An oddball elliptical galaxy is hiding an inner spiral, astronomers have found.
Pinwheel-shaped spirals, such as our own Milky Way, are younger on average, while blob-shape elliptical galaxies are older.
"Spirals like the Milky Way are hip and happening places, with plenty of gas and dust to birth new stars," scientists at the Harvard-Smithsonian Center for Astrophysics (CfA) in Cambridge, Mass., said in a statement. "Ellipticals are like cosmic retirement villages, full of aging residents in the form of red giant stars."
Centaurus A is an elliptical galaxy about 12 million light-years away that scientists think gobbled up a spiral galaxy about 300 million years ago, as evidenced by a dark dust lane that streaks across its middle.
Astronomers led by Daniel Espada of the National Astronomical Observatory of Japan and the CfA used the Smithsonian Astrophysical Observatory's Submillimeter Array telescope to image Centaurus A in radio light, which can pierce through the dust to see signals from carbon monoxide gas within the galaxy.
This light showed the telltale signs of two spiral arms buried inside the elliptical galaxy's core.
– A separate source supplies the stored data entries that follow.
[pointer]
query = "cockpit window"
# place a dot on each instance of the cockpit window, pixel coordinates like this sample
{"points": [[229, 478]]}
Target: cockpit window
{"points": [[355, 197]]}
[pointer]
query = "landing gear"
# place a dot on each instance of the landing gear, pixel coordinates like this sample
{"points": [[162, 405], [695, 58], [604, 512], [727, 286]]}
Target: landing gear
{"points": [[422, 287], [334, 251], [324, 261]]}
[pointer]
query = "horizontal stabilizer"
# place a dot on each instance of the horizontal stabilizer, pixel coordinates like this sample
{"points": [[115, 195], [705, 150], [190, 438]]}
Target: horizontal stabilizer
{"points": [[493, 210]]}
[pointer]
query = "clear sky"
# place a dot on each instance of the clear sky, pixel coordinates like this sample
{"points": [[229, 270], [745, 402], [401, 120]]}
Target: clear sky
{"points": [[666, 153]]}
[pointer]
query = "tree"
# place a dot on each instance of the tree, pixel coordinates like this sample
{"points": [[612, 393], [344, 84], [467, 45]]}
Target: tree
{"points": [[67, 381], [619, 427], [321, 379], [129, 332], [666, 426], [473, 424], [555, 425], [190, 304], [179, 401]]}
The arms are the same shape and size as typical spiral galaxies' arms, and they appear to be forming new baby stars like those arms do.
"No other elliptical galaxy is known to have spiral arms," Espada said in a statement. "Centaurus A may be an old galaxy, but it's still very young at heart."
The astronomers hope to find more split-personality galaxies like Centaurus A farther away from us. They plan to use the Atacama Large Millimeter/submillimeter Array (ALMA), a new radio telescope under construction in the Atacama Desert of northern Chile, to continue the hunt.
"We definitely will use ALMA to search for other objects that are similar to Centaurus A," Espada said.
The discovery is detailed in a paper published recently in The Astrophysical Journal Letters.